Re: [PATCH v6 1/1] dmaengine: switchtec-dma: Introduce Switchtec DMA engine PCI driver

From: Vinod Koul
Date: Mon Oct 09 2023 - 01:42:12 EST


On 06-10-23, 22:34, Kelvin.Cao@xxxxxxxxxxxxx wrote:
> On Fri, 2023-10-06 at 16:00 +0530, Vinod Koul wrote:
> > EXTERNAL EMAIL: Do not click links or open attachments unless you
> > know the content is safe
> >
> > On 05-10-23, 18:35, Kelvin.Cao@xxxxxxxxxxxxx wrote:
> >
> > > > > > +static struct dma_async_tx_descriptor *
> > > > > > +switchtec_dma_prep_wimm_data(struct dma_chan *c, dma_addr_t
> > > > > > dma_dst, u64 data,
> > > > > > +                          unsigned long flags)
> > > > >
> > > > > can you please explain what this wimm data refers to...
> > > > >
> > > > > I think adding imm callback was a mistake, we need a better
> > > > > justification for another user for this, who programs this,
> > > > > what
> > > > > gets
> > > > > programmed here
> > > >
> > > > Sure. I think it's an alternative method to prep_mem and would be
> > > > more
> > > > convenient to use when the write is 8-byte and the data to be
> > > > moved
> > > > is
> > > > not in a DMA mapped memory location. For example, we write to a
> > > > doorbell register with the value from a local variable which is
> > > > not
> > > > associated with a DMA address to notify the receiver to consume
> > > > the
> > > > data, after confirming that the previously initiated DMA
> > > > transactions
> > > > of the data have completed. I agree that the use scenario would
> > > > be
> > > > very
> > > > limited.
> >
> > Can you please explain more about this 'value' where is it derived
> > from?
> > Who programs it and how...
>
> Sure. Think of a producer/consumer use case where the producer is a
> host DMA client driver and the consumer is a PCIe EP. On the EP, there

What are the examples of DMA clients here?

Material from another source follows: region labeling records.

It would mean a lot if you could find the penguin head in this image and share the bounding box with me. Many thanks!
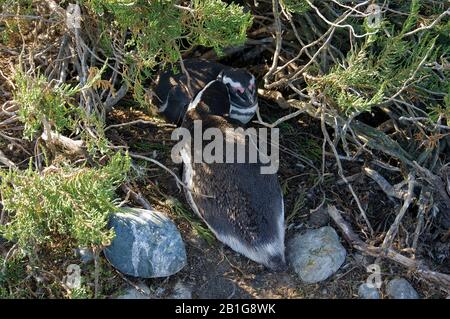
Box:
[267,255,288,272]
[188,80,230,116]
[217,68,258,124]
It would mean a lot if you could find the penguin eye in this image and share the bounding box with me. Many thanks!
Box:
[234,87,245,95]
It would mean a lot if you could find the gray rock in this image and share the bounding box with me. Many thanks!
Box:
[308,208,330,228]
[358,283,380,299]
[288,226,346,283]
[386,278,420,299]
[116,283,152,299]
[169,281,192,299]
[75,248,94,264]
[104,208,186,278]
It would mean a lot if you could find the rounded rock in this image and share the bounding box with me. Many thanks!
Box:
[386,278,419,299]
[358,283,380,299]
[288,226,346,283]
[104,208,186,278]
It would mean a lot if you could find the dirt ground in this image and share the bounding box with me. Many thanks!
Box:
[103,101,448,298]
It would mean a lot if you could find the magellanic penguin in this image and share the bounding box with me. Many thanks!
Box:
[180,80,286,271]
[152,59,258,125]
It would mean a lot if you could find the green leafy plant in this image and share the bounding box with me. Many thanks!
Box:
[14,70,81,140]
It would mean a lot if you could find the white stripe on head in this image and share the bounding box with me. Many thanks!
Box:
[222,75,242,89]
[250,74,255,85]
[230,103,258,124]
[158,96,169,113]
[188,80,217,111]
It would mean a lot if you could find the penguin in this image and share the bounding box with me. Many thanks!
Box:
[180,80,287,271]
[152,59,258,125]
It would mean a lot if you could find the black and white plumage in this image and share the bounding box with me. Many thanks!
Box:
[181,80,286,271]
[152,59,258,125]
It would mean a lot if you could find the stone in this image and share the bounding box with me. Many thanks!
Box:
[75,248,94,264]
[104,208,187,278]
[116,283,152,299]
[288,226,346,283]
[386,278,420,299]
[308,208,330,228]
[358,283,380,299]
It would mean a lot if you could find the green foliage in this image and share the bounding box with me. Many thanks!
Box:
[82,0,252,105]
[310,0,444,115]
[190,0,252,54]
[0,153,130,253]
[281,0,314,14]
[166,198,215,245]
[14,70,81,140]
[0,0,33,45]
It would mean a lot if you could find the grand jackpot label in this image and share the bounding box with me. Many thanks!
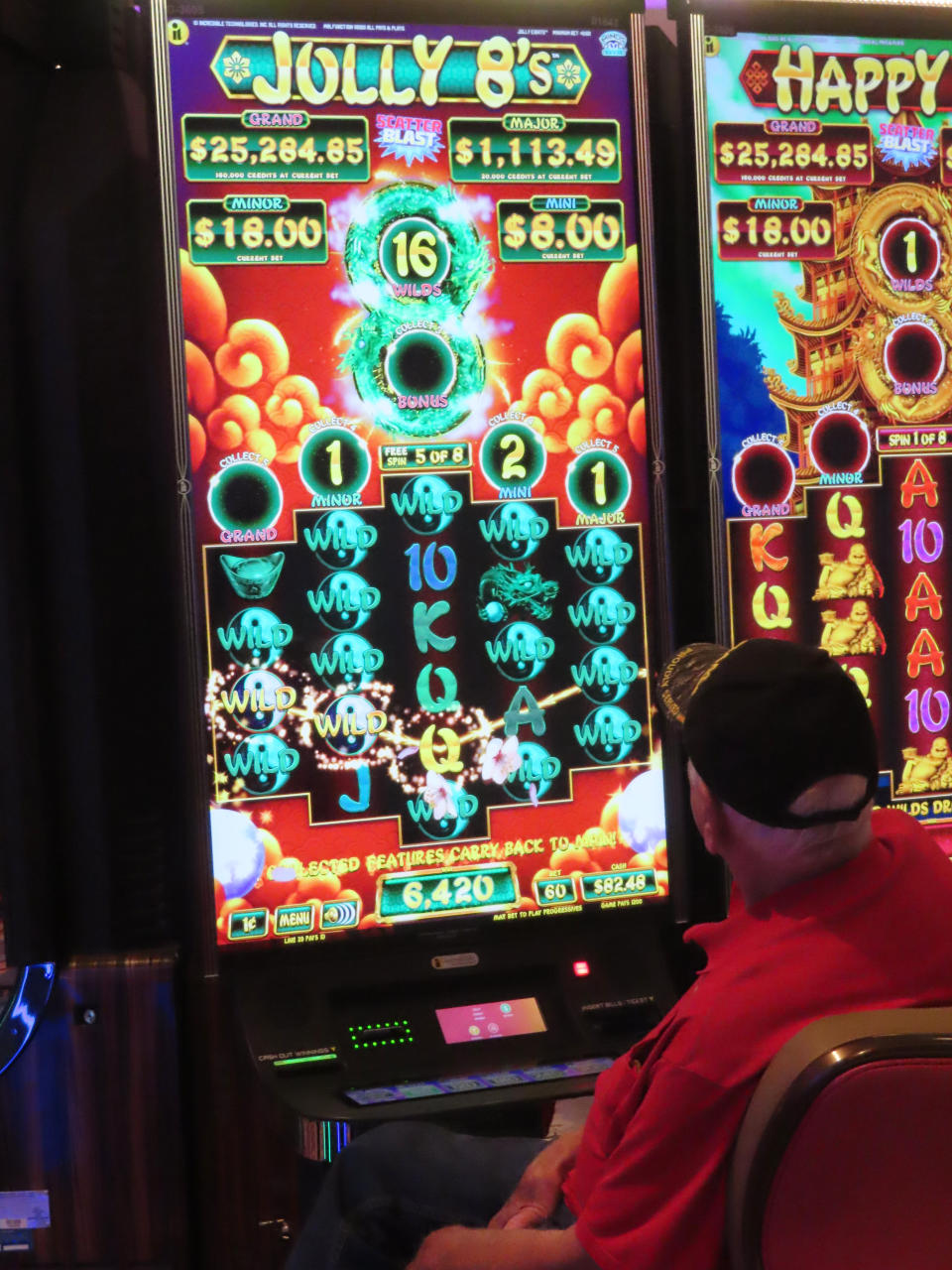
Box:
[706,35,952,842]
[160,18,667,943]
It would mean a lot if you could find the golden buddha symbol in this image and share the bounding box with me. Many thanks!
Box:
[896,736,952,794]
[813,543,884,599]
[820,599,886,657]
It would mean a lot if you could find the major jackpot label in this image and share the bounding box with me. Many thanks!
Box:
[162,18,667,943]
[706,35,952,840]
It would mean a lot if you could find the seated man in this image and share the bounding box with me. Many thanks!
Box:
[289,640,952,1270]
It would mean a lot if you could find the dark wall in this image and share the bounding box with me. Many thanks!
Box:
[0,0,190,961]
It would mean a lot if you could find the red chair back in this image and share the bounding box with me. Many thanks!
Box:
[727,1008,952,1270]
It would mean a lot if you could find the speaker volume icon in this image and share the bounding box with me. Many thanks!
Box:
[320,899,361,931]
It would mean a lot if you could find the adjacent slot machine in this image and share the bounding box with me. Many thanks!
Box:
[154,3,683,1120]
[683,3,952,852]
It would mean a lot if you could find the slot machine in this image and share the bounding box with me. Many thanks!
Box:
[153,0,685,1121]
[678,0,952,851]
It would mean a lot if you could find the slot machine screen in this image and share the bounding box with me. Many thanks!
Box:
[703,24,952,851]
[159,9,669,945]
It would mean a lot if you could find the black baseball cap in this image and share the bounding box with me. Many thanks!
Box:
[657,639,879,829]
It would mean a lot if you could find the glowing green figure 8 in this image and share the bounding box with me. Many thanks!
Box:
[343,182,491,437]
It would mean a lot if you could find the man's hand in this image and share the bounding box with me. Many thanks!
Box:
[408,1225,598,1270]
[489,1129,581,1230]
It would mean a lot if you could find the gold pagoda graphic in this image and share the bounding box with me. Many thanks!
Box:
[765,185,869,485]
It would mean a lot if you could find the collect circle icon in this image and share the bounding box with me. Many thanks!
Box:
[384,327,456,399]
[731,441,796,507]
[880,216,942,290]
[298,427,371,498]
[883,321,946,385]
[208,462,283,534]
[807,410,872,476]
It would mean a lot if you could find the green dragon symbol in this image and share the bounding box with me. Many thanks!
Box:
[479,564,558,622]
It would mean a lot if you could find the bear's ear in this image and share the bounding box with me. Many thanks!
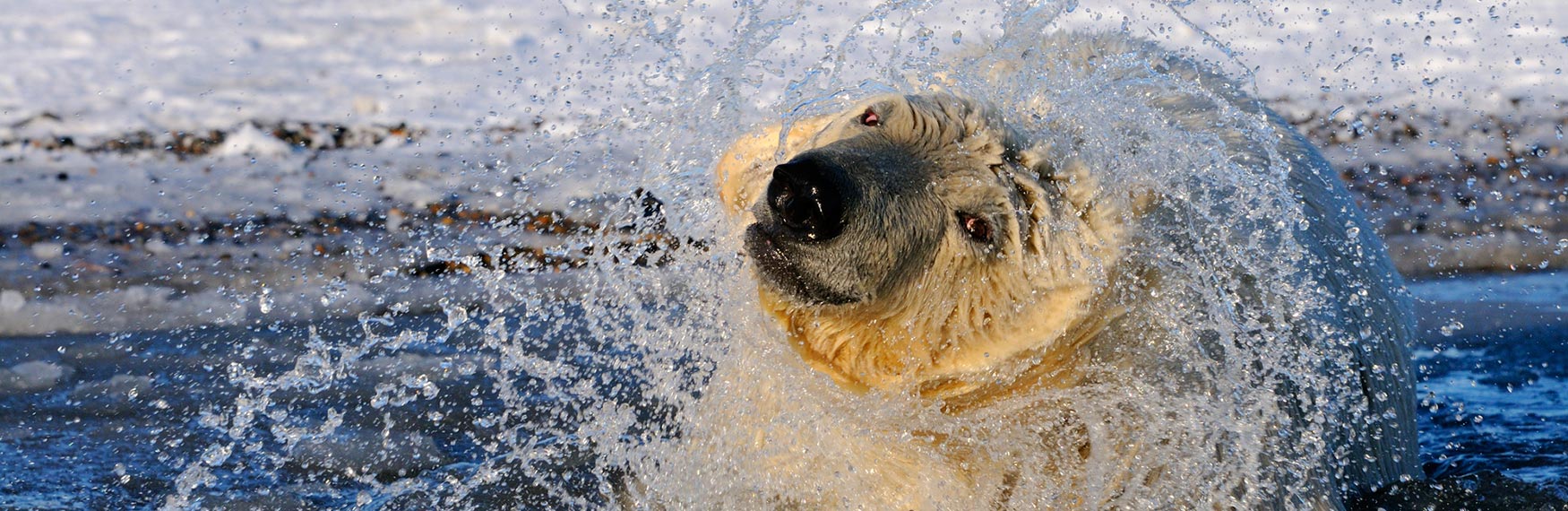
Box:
[713,116,834,216]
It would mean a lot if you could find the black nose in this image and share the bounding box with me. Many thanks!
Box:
[769,157,851,241]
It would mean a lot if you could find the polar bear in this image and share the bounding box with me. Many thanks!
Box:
[699,34,1419,509]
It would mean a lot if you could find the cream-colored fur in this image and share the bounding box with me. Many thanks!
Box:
[715,36,1416,508]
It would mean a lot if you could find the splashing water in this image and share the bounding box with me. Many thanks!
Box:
[156,2,1424,508]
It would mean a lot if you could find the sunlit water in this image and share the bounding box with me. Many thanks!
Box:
[0,3,1568,508]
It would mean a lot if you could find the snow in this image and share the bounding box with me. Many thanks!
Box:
[0,0,1568,335]
[0,360,75,395]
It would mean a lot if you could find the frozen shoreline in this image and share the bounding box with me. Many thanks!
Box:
[0,103,1568,335]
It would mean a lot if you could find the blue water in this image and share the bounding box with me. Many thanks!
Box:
[0,274,1568,509]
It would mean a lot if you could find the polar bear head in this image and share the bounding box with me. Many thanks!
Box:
[734,94,1121,389]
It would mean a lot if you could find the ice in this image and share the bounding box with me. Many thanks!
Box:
[0,360,75,395]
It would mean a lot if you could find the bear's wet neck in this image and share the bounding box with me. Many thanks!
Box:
[761,287,1098,400]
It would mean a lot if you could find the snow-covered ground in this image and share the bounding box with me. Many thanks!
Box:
[0,0,1568,335]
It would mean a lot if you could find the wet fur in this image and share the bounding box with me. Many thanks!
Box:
[717,34,1419,508]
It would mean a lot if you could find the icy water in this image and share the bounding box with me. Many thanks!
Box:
[0,2,1568,509]
[0,274,1568,509]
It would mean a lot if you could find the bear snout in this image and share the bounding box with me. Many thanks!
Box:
[767,153,855,241]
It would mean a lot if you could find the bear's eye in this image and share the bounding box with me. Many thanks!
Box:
[861,108,882,127]
[958,212,991,243]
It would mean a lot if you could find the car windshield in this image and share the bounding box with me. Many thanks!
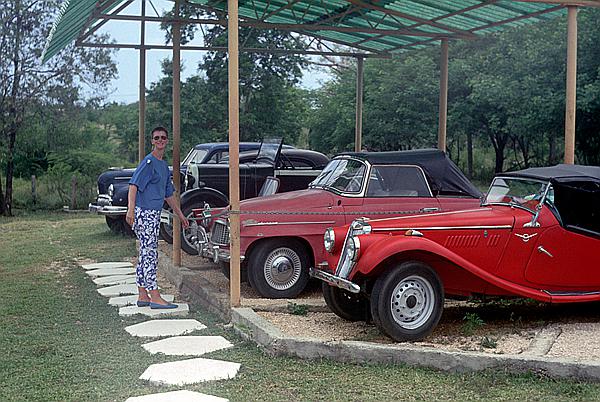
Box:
[310,158,367,193]
[181,149,208,166]
[483,177,554,212]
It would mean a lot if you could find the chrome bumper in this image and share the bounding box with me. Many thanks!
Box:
[309,268,360,293]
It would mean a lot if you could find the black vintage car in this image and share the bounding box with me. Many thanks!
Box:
[89,139,329,254]
[88,142,260,235]
[166,139,329,254]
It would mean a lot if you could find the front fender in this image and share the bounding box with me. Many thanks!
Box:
[350,236,552,302]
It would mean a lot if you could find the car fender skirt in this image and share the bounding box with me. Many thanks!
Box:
[349,237,556,303]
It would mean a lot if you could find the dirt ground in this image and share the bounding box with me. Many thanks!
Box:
[156,245,600,360]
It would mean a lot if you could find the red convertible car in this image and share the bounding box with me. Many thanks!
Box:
[196,150,481,298]
[311,165,600,341]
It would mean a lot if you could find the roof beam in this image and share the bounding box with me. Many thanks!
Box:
[346,0,473,38]
[80,39,391,59]
[512,0,600,7]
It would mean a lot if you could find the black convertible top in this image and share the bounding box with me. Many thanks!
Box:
[340,149,481,198]
[499,164,600,183]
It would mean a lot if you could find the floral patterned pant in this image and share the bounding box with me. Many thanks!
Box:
[133,207,160,290]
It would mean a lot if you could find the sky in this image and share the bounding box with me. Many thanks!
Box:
[98,0,329,103]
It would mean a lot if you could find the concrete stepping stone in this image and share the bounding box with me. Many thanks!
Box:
[93,275,135,286]
[125,318,206,338]
[108,294,175,307]
[86,267,135,278]
[81,261,133,271]
[140,357,241,385]
[98,283,138,297]
[142,336,233,356]
[119,304,190,317]
[125,390,229,402]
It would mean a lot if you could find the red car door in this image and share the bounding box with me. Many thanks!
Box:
[525,224,600,290]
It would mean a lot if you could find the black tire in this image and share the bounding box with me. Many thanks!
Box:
[104,216,121,233]
[371,261,444,342]
[247,238,310,299]
[323,283,369,321]
[158,222,173,244]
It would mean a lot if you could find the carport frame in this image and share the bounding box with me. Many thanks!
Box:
[43,0,600,306]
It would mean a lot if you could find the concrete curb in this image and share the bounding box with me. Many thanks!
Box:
[159,254,600,381]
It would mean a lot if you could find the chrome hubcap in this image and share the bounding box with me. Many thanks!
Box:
[390,275,435,329]
[263,247,302,290]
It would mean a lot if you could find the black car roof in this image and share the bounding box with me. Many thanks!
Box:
[498,164,600,183]
[340,149,481,198]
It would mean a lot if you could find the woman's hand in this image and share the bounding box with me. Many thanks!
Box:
[125,209,133,227]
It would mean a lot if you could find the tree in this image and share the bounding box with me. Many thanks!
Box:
[0,0,116,215]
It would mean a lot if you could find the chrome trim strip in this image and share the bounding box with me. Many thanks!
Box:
[273,169,321,177]
[368,207,491,221]
[309,267,360,293]
[372,225,512,232]
[243,221,335,227]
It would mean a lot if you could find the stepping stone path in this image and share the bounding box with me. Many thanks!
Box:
[119,303,190,317]
[125,320,206,338]
[142,336,233,356]
[86,267,135,278]
[125,390,229,402]
[140,357,241,385]
[93,275,135,286]
[98,283,138,297]
[82,262,241,402]
[108,294,175,307]
[81,261,133,271]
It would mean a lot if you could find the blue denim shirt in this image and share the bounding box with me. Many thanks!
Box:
[129,153,175,211]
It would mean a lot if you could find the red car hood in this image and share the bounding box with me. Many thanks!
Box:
[240,189,333,213]
[369,207,514,230]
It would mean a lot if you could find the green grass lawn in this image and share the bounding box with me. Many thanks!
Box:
[0,213,600,401]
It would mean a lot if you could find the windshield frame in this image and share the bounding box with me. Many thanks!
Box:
[308,156,371,197]
[481,176,552,215]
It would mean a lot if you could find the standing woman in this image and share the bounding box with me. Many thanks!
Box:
[125,127,189,309]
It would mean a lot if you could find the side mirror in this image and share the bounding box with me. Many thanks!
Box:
[258,176,280,197]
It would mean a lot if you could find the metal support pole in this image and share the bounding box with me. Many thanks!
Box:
[173,0,181,266]
[354,57,365,152]
[227,0,240,307]
[138,0,146,162]
[565,6,577,164]
[438,39,448,151]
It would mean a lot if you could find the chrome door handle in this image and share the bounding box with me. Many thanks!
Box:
[538,246,554,258]
[420,207,440,212]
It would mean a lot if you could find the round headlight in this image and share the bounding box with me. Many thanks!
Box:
[323,228,335,253]
[346,237,360,261]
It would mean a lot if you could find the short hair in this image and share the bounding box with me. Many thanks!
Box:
[150,126,169,137]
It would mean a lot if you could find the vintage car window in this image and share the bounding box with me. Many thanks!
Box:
[181,149,208,166]
[205,151,229,163]
[553,182,600,236]
[310,159,367,193]
[367,165,432,197]
[484,177,554,212]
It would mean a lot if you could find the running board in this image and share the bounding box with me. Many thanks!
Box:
[543,290,600,296]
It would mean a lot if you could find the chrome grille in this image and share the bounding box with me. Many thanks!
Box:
[335,218,371,279]
[210,219,229,246]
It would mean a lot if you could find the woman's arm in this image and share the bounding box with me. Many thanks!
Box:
[125,184,137,226]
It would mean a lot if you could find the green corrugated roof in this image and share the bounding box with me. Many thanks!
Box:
[43,0,580,61]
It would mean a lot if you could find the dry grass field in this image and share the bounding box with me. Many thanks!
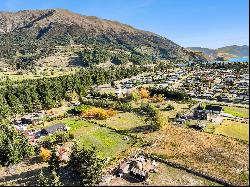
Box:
[145,126,249,185]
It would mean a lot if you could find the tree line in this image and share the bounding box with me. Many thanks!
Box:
[0,66,146,119]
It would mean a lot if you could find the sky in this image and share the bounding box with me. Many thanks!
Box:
[0,0,249,48]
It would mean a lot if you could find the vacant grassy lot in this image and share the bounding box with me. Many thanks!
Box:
[150,163,218,186]
[108,163,218,186]
[214,120,249,142]
[223,106,249,118]
[144,126,249,185]
[43,118,132,158]
[97,112,146,130]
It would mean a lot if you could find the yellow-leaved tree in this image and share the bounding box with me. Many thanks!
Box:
[40,147,51,161]
[139,88,149,99]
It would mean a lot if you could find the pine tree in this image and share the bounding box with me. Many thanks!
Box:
[48,148,60,172]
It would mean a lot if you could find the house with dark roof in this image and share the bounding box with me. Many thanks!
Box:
[41,123,67,135]
[129,167,148,181]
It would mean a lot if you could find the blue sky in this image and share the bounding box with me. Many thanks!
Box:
[0,0,249,48]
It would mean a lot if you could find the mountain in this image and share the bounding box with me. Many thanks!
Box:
[187,45,249,59]
[217,45,249,57]
[0,9,206,67]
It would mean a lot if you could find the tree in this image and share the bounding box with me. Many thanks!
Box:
[48,148,60,172]
[51,171,63,186]
[129,91,140,101]
[40,147,51,161]
[69,145,105,186]
[0,121,34,166]
[36,170,63,186]
[37,170,50,186]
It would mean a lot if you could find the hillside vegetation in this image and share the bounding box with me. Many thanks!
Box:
[0,9,206,68]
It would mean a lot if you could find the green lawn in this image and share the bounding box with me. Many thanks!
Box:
[76,127,130,158]
[44,118,132,158]
[223,106,249,118]
[214,120,249,142]
[95,112,147,130]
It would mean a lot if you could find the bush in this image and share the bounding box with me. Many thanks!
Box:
[40,147,51,161]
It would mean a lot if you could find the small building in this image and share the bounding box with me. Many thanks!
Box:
[41,123,67,135]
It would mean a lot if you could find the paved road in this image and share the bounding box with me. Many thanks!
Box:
[193,98,249,108]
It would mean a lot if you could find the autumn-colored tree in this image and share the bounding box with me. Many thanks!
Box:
[152,94,164,103]
[139,88,149,99]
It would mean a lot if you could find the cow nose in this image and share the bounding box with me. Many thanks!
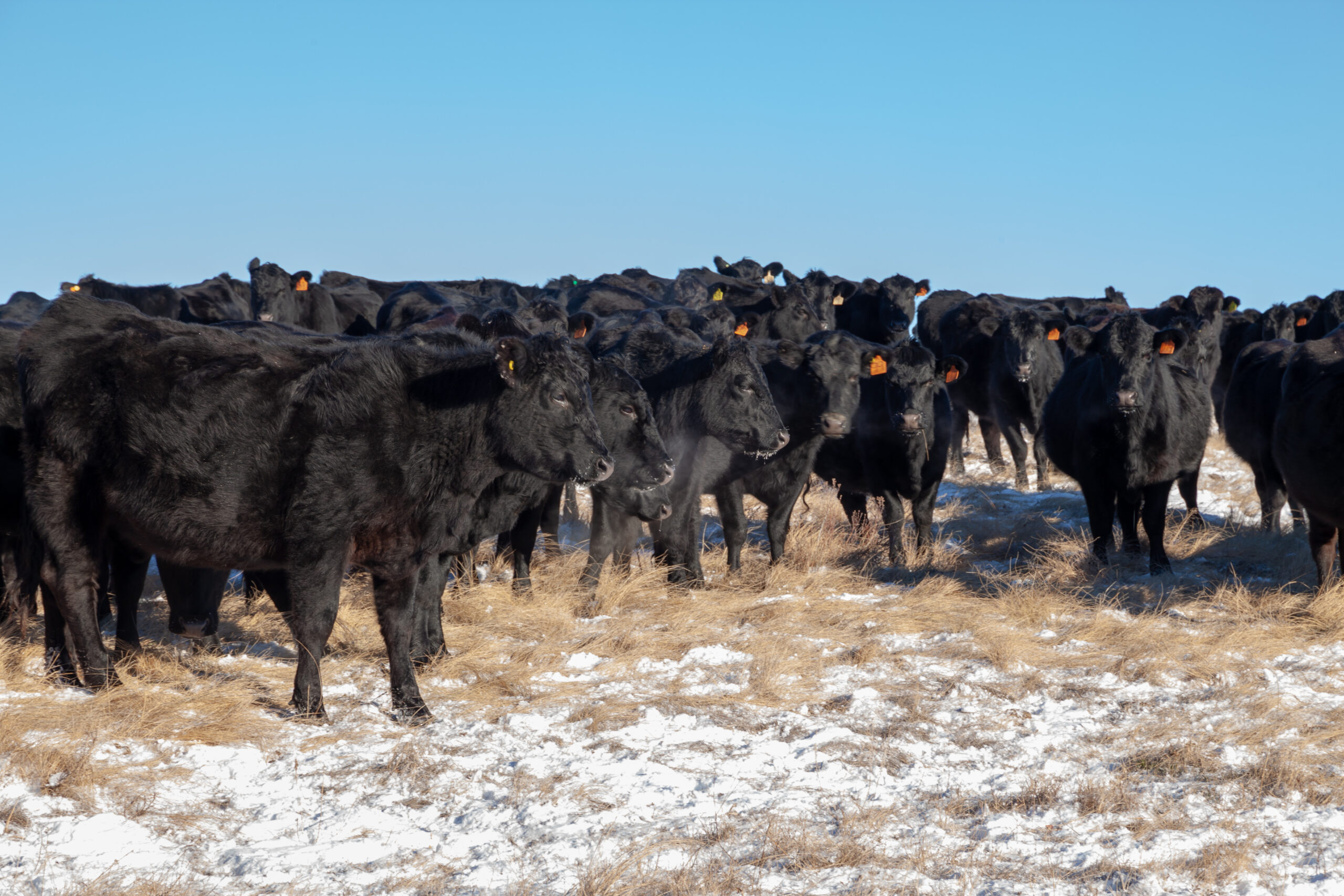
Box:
[821,413,849,435]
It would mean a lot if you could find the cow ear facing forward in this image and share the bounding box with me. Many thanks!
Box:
[1153,326,1190,355]
[495,336,530,388]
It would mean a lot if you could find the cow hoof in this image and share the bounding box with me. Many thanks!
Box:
[391,701,434,727]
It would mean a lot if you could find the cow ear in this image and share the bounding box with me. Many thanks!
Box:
[774,339,808,371]
[566,312,597,339]
[1065,326,1095,355]
[859,346,891,377]
[1153,326,1190,355]
[933,355,970,383]
[495,336,528,388]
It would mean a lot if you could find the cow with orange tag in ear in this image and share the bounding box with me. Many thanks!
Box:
[1042,312,1214,575]
[814,343,967,565]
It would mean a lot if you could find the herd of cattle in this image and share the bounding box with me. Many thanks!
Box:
[0,258,1344,720]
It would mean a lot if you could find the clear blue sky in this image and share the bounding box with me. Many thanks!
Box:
[0,2,1344,307]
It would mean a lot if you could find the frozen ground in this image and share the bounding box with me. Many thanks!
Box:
[0,429,1344,894]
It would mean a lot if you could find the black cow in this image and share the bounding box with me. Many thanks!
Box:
[60,274,182,320]
[980,309,1068,492]
[19,296,612,719]
[610,324,789,582]
[1273,329,1344,589]
[247,258,348,333]
[816,343,967,565]
[713,255,783,286]
[832,274,929,345]
[0,290,51,324]
[1044,312,1212,575]
[1223,335,1301,532]
[1303,289,1344,341]
[707,332,891,570]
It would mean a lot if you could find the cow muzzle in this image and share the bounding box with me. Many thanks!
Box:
[820,413,849,439]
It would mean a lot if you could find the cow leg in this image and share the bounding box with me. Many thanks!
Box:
[765,477,801,563]
[411,553,452,665]
[509,502,543,591]
[1144,480,1172,575]
[1176,465,1208,529]
[1116,492,1144,553]
[108,539,149,650]
[1031,426,1049,492]
[38,584,79,685]
[713,480,747,572]
[840,492,868,529]
[980,416,1006,471]
[534,485,564,553]
[948,404,970,476]
[286,561,344,719]
[1079,483,1116,564]
[374,575,434,724]
[579,490,621,595]
[1306,513,1340,591]
[985,420,1031,492]
[910,482,938,555]
[881,492,906,565]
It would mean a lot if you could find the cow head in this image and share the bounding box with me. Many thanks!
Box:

> is a memory-mapped data buffer for data receiving and a memory-mapped
> doorbell buffer for triggering data consuming. Each time for a bulk
> data transfer, the DMA client driver first DMA the data of size X to
> the memory-mapped data buffer, then it DMA the value X to the doorbell
> buffer to trigger data consumption on device. On receiving a doorbell
> writing, the device starts to consume the data of size X from the data
> buffer.
>
> For the first DMA operation, the DMA client would use dma_prep_memory()
> like what most DMA clients do. However, for the second transfer, value
> X is held in a local variable like below.
>
> u64 size_to_transfer;

Why cant the client driver write to doorbell, is there anything which
prevents us from doing so?

>
> In this case, the client would use dma_prep_wimm_data() to DMA value X
> to the doorbell buffer, like below.
>
> dma_prep_wimm_data(chan, dst_for_db_buffer, size_to_transfer, flag);
>
> Hope this example explains the thing. People would argue that the
> client could use the same dma_prep_memory() for the doorbell ringing. I
> would agree, this API just adds an alternative way to do so when the
> data is as little as 64 bit and it also saves a call site to
> dma_alloc_coherent() to allocate a source DMA buffer just for holding
> the 8-byte value, which is required by dma_prep_memcpy().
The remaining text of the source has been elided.